Israeli opponents of the war in Gaza turned out at the military enlistment center in Tel Hashomer last week to show their solidarity with 18-year-old Ella Keidar, an activist in the Communist Youth of Tel Aviv, who has been sentenced to 30 days in prison for refusing to enlist in Benjamin Netanyahu’s army.
“We will not take part in the genocide in Gaza or the oppression of the Palestinian people,” Keidar declared to the crowd. She was accompanied by Member of the Knesset Ofer Cassif and Communist Party of Israel General Secretary Adel Amer.
Cassif, who is a member of the Democratic Front for Peace and Equality (Hadash) in the parliament, called Keidar a “hero.” He said, “Ella refused to enlist in the Israeli army because she refuses to participate in the genocide…. She is an inspiration to us all.”
Before beginning her sentence in military prison, Keidar published a declaration detailing her own personal and political development and stating her motivations for becoming an objector to Israel’s system of mandatory conscription.

“I was raised to be a man and a soldier. At the age of 14, I came out as a trans woman and rejected society’s dictation of gender,” Keidar wrote. “Now, at the age of 18, I am refusing to enlist and reject society’s militaristic dictation.”
Before becoming a draft resister, even though she is just a teenager Keidar was already a veteran of several struggles. Politicized after finding a copy of The Communist Manifesto in her grandmother’s library, she said the protest movement against Netanyahu’s judicial coup “opened a path for me to convert the frustration I felt into hope and political action.”

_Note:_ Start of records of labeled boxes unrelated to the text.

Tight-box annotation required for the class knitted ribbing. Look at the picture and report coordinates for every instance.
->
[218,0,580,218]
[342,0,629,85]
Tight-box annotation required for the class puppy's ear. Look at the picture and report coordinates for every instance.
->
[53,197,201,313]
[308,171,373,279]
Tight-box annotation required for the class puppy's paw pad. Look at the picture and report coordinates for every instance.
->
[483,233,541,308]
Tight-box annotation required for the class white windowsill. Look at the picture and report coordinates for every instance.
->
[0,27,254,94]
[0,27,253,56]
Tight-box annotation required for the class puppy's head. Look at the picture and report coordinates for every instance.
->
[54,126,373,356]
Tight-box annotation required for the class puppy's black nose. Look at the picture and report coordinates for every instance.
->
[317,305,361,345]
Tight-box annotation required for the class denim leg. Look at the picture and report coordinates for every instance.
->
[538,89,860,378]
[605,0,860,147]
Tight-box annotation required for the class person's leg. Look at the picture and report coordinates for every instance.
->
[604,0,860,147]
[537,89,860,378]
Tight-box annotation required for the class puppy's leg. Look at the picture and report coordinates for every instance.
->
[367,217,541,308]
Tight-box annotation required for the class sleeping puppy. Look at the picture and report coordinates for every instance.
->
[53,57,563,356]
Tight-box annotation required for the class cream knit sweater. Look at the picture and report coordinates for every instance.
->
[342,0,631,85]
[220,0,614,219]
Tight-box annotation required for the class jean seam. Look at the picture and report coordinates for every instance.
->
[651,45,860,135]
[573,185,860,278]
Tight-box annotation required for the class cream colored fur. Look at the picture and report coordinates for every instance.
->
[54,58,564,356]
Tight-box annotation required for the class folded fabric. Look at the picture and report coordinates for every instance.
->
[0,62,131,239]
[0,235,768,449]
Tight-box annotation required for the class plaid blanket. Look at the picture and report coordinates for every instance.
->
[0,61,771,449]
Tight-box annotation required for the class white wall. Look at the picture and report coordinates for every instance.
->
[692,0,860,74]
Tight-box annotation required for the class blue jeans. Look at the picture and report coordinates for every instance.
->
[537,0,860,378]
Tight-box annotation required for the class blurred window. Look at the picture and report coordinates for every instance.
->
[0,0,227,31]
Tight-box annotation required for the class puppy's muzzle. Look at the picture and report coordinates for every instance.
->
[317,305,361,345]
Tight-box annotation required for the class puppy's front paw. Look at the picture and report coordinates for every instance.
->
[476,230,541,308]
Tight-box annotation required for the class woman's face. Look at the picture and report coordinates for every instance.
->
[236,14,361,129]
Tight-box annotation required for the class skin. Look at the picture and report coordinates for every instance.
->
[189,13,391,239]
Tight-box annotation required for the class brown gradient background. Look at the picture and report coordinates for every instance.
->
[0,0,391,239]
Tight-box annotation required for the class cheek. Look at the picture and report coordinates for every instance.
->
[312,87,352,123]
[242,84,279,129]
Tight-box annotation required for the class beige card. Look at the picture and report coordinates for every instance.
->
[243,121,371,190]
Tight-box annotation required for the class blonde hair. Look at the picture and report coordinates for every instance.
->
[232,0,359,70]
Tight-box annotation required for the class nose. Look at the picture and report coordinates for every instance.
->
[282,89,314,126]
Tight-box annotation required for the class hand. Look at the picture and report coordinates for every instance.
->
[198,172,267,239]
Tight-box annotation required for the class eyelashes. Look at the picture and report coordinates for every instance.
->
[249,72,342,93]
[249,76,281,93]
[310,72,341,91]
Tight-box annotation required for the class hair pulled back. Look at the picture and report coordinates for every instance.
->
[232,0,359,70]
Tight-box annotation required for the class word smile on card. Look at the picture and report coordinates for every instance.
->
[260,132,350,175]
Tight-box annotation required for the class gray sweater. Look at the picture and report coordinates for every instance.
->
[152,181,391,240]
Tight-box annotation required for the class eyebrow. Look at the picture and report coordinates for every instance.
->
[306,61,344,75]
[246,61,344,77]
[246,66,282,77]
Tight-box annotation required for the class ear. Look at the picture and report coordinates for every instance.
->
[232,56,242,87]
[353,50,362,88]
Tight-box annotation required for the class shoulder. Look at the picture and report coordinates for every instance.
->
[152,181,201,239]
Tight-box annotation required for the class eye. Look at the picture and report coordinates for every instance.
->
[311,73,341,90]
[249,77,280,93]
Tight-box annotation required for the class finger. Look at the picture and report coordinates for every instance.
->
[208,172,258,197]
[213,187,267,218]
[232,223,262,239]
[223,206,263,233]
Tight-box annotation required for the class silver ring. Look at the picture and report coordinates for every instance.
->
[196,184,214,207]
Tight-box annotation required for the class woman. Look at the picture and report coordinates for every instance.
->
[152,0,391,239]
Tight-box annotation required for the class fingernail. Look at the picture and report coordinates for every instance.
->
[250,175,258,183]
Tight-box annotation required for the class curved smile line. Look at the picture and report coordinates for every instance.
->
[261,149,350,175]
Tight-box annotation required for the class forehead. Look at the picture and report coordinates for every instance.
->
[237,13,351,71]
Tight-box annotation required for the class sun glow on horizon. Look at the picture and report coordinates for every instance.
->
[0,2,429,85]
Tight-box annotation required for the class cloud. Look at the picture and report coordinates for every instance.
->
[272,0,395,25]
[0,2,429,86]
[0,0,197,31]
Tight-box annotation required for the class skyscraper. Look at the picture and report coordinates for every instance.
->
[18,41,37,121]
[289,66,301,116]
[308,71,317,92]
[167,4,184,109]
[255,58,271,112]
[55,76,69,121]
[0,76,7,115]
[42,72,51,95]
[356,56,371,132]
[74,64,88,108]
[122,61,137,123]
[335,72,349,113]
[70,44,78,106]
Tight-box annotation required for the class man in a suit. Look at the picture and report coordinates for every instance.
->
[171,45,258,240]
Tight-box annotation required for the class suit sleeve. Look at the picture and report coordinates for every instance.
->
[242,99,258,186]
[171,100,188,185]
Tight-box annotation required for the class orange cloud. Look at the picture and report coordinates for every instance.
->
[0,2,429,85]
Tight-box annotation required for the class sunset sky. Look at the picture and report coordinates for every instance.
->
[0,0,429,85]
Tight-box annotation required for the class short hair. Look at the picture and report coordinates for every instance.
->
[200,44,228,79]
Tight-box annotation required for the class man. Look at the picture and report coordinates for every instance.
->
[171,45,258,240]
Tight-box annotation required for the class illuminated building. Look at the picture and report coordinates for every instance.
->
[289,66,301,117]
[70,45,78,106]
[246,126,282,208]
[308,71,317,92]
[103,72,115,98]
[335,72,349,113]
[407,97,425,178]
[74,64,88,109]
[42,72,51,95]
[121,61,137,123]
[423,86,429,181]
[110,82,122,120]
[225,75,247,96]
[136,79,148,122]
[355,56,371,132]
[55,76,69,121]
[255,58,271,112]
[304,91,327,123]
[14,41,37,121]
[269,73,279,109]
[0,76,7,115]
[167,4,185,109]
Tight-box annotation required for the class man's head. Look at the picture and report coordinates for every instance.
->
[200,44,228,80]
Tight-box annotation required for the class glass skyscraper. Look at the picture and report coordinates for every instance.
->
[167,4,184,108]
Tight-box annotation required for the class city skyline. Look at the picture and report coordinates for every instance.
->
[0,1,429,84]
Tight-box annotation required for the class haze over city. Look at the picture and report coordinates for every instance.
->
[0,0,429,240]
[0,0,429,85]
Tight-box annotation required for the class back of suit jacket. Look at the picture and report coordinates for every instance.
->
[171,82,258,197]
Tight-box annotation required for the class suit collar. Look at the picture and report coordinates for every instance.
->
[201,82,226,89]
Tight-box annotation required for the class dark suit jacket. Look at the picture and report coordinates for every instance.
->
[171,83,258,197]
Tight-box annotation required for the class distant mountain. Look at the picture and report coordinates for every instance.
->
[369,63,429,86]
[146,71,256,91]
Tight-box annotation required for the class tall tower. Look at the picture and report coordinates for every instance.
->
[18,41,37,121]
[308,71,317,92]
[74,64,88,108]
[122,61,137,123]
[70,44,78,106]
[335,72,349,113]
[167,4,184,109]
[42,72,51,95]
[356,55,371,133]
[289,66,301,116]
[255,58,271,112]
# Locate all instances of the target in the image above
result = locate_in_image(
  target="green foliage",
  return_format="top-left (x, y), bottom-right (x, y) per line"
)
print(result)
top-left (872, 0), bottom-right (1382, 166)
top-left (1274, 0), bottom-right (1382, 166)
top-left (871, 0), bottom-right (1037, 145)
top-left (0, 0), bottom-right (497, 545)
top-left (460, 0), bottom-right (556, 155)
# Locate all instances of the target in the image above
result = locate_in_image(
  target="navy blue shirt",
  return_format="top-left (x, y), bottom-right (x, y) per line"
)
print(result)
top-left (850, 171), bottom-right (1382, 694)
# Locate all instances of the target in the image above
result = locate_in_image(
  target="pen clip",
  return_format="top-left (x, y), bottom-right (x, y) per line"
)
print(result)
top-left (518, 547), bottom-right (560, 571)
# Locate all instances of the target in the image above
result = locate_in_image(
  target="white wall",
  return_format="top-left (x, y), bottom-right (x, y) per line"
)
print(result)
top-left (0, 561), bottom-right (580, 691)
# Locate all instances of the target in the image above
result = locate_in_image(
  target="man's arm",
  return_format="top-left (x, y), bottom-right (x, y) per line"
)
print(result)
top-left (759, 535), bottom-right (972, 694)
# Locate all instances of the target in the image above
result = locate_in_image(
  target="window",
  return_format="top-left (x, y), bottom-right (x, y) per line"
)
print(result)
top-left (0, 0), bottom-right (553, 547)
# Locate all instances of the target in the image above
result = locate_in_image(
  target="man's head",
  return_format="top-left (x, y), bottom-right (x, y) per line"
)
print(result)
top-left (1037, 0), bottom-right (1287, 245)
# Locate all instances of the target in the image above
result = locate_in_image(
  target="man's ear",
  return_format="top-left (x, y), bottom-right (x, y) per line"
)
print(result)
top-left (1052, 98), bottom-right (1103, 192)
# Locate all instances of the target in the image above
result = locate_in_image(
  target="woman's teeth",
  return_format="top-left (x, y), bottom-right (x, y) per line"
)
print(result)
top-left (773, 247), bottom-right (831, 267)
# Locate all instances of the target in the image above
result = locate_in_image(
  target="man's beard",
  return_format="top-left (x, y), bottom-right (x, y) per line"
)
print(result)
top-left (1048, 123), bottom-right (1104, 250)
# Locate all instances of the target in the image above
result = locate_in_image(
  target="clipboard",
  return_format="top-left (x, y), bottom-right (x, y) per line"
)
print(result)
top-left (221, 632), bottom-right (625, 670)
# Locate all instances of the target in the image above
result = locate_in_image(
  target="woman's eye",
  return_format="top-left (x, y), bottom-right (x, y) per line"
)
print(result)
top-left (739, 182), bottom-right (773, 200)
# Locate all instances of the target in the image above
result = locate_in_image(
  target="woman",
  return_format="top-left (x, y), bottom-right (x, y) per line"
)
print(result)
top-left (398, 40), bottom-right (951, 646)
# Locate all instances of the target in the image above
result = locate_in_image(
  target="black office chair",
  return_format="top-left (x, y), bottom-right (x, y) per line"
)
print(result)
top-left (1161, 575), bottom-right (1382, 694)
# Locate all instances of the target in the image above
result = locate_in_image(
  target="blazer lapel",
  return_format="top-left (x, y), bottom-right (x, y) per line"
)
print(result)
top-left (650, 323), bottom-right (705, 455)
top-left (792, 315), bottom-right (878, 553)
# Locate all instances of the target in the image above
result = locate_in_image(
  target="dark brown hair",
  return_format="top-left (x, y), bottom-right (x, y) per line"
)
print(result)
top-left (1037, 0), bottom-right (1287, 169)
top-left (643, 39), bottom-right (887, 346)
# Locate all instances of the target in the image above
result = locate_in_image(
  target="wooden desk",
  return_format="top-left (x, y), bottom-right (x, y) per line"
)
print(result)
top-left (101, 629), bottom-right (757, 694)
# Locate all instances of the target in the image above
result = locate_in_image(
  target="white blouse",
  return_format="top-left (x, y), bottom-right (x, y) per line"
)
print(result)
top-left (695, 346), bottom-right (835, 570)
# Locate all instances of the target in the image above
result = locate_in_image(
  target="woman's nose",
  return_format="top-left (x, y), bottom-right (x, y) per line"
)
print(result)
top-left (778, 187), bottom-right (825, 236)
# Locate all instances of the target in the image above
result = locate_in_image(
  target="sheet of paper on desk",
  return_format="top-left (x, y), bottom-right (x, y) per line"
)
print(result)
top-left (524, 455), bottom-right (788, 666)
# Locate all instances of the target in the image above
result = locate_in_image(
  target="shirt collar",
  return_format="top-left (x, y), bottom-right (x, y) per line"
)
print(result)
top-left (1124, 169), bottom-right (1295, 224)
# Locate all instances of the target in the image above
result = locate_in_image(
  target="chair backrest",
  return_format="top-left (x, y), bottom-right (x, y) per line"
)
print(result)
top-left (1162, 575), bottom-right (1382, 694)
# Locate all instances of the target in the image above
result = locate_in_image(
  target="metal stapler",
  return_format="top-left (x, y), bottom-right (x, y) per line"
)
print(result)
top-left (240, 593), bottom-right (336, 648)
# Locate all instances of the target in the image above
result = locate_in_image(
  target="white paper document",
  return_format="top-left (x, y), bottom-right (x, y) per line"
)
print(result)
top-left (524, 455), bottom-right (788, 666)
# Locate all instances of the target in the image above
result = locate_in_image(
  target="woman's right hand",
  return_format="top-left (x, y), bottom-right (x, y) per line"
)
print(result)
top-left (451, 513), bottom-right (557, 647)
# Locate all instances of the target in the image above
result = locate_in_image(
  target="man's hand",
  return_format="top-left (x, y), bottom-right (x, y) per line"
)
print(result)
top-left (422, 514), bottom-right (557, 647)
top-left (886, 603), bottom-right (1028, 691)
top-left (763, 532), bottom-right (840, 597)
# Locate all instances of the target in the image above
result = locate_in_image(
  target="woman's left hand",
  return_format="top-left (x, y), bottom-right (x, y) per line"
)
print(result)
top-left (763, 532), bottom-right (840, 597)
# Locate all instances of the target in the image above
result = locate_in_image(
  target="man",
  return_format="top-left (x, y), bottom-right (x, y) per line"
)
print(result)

Keidar quickly became an organizer in struggles for Palestinian freedom, trans rights, and against the draft. Resisting the Israeli state’s occupation of Palestine has been the center of her most recent activism.
“I have protested with Palestinian activists against land theft as soldiers shot stun grenades and rubber bullets at us, I helped block roads, I was injured by cops and from violent evictions by Magav [border police], I organized a mass refusal campaign under Youth Against Dictatorship, I did protective presence and joined co-resistance in the West Bank, and now I am refusing [to enlist],” she declared.
Keidar indicted her country’s ruling political elite for “committing a genocide in Gaza” and said that although the “war of annihilation” has been waged in the name of bringing Israeli hostages back home, it has “in practice abandoned them.”
In September 2023, Keidar, then 16, was one of hundreds of Israeli high school students who publicly stated they would refuse to serve in the military when they were of draft age. The slogan of that movement was “We say NO to dictatorship in Israel and in the Occupied Palestinian Territories.”
She is the third member of the Communist Youth of Israel to be jailed for resisting the draft in recent months. On Feb. 28, two others—Iddo Elam and Soul Bachar Tsalik—were released after spending months in military prison.

The three are part of a growing refusal movement among reserve officers and soldiers. The number of conscripts who say they won’t serve has grown in the wake of Netanyahu’s breaking of the ceasefire agreement and his resumption of the killing in Gaza.
Last week, Alon Gur, a 43-year-old combat navigator in the Israeli Air Force, published a public letter announcing he could no longer follow the orders coming down from the top. The 16-year veteran, husband, and father of two, said that as a soldier he has often served under governments he didn’t agree with, but that the current far-right regime has gone too far.
“A few hours ago,” he wrote, “I met with my squadron commander and informed him that this is it. The line has been crossed.” Gur said the state was abandoning its people and that “cynical and cold political considerations outweigh any other consideration…. human life has lost its value.”
Speaking at last Wednesday’s demonstration in Tel Hashomer, MK Ofer Cassif said that the war crimes being committed by the Israeli military “require refusal” and called on the peace movement to support the brave young people—and the not-so-young—who have become conscientious objectors.
“Refuse! Resist! Rebel without violence against the government of blood, race, and horrors!” he shouted. Turning again to Keidar, he called her “a true hero fighting for freedom, justice, and equality for everyone between the river and the sea—no matter what the cost.”
Standing beside him, Keidar held up a sign declaring herself “neither a clerk nor a tank driver,” but rather, “a refusenik and a communist.”